Though a Succah needs only proper walls and a schach roof to enable one to fulfil the mitzvah of Succah, when possible the Succah should be decorated as well. (Mishna Berurah OC 638 section 11in the name of Elya Raba) Decorations used for the Succah may not be used for other purposes or even removed from the Succah during the eight (nine-in the diaspora) days of Sukkot.
The rational behind the prohibition to use or remove Succah decorations is taught in Gemarah Shabat 22a. Since the decorations were set aside for the purpose of a mitzvah, it is a disgrace to the mitzvah if the item is used for other purposes.
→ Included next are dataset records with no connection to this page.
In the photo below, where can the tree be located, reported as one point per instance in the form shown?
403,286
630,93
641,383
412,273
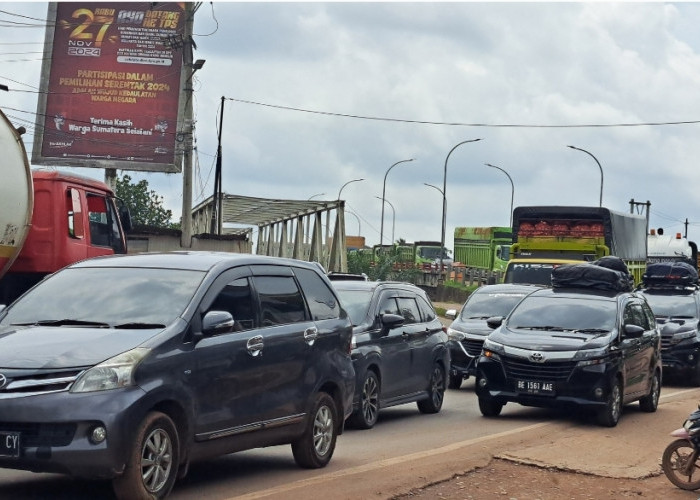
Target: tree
146,206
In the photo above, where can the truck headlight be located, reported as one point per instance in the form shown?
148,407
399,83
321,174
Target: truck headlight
111,374
455,335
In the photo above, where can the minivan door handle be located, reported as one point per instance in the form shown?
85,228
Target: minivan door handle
310,335
255,346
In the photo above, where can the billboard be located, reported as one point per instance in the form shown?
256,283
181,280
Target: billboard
110,86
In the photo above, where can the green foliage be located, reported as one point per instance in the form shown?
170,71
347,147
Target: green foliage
384,267
146,206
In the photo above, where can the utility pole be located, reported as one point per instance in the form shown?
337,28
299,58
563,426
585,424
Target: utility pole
217,202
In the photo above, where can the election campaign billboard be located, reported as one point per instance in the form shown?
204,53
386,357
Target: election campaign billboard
110,86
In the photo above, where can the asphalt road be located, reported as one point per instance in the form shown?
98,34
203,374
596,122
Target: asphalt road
406,449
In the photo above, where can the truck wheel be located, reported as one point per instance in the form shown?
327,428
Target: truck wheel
152,464
610,414
315,447
366,415
650,402
489,407
455,381
436,391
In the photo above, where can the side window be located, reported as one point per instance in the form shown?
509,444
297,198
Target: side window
99,224
322,303
388,306
281,302
409,310
426,310
75,214
237,299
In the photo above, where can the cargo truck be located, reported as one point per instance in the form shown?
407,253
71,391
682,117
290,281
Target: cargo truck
50,219
662,248
486,248
548,236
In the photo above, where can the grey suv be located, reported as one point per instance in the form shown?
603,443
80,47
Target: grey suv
399,350
131,367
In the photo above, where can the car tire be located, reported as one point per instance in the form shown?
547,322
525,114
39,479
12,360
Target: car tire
436,391
153,461
454,381
650,402
366,415
489,407
609,415
695,379
315,447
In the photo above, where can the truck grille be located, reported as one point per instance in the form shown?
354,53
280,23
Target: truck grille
32,382
523,369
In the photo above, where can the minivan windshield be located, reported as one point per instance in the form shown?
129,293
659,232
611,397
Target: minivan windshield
564,313
674,306
486,305
109,297
356,303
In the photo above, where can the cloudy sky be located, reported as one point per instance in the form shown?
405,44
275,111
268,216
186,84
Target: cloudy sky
393,81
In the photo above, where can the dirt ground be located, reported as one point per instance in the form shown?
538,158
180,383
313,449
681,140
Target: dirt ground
503,479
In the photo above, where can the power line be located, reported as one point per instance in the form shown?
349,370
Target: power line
461,124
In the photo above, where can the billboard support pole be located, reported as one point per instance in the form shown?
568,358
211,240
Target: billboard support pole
186,224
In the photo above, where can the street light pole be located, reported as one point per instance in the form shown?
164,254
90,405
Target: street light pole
349,182
444,200
393,218
599,166
381,230
512,191
359,226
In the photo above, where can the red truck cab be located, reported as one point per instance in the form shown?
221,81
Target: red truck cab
73,218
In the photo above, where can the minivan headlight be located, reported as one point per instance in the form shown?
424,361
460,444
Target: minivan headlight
111,374
455,335
495,347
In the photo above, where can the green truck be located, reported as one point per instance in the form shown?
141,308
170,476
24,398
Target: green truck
486,248
548,236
It is clear that items used for decorations may not be removed for personal purposes. What about removing decorations to preserve them from damage? Can one remove the Decorations so they not get wet in rain?
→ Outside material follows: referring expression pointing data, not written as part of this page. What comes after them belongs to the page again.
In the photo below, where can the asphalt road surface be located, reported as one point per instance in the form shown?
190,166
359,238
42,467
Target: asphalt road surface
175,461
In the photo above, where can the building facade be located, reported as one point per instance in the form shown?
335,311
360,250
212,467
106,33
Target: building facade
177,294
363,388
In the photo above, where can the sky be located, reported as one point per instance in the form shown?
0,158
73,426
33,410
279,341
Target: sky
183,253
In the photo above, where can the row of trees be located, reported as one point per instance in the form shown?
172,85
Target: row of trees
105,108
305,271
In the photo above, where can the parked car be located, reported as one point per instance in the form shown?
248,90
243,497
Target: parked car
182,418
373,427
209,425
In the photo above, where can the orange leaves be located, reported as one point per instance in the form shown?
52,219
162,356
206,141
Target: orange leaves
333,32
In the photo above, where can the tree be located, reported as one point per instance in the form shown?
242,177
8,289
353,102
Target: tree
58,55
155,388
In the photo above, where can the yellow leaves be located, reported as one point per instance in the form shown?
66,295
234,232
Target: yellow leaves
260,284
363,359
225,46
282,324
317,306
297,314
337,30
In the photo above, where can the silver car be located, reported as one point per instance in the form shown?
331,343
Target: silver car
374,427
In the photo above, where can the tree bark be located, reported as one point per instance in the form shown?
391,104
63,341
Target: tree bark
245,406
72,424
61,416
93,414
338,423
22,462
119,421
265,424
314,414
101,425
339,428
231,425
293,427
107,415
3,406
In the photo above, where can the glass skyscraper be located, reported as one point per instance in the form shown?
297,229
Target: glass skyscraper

The Gemarah Beitzah 30b brings the Tanaic source that prohibits the use of decorations during Sukkot. The Briyta also teaches that if a person were to make a stipulation allowing him the use of the items being used as decorations, in some other way, he may act in accordance with his stipulated condition. This condition should ideally be made while putting up the decorations but can be made at any point until sunset of the day proceeding Sukkot.
Using such a condition, one may stipulate that he allows himself the right to remove some or all the decorations at any time in case of rain or any other potential damage. There are even more lenient opinions. Based on the opinion of the Taz, that no one puts up decorations to be stolen or damaged we can assume the decorations were put up on condition they are well preserved. Therefore any time the decorations may be exposed to damage we assume an implicit stipulation allowing their removal for the purpose of preservation. Ideally one should make an explicit stipulation but may remove the decorations in case of rain even based on the implicit stipulation.
The explicit or implicit stipulation allows the removal of decorations at any time even on Yom Tov and Shabat. Yet one must be careful not to transgress other prohibitions of Shabat and Yom Tov. For example some authorities point out that decorations should be tied with a bow and not a regular double knot to avoid the problem of unknotting a knot on Shabat or Yom Tov.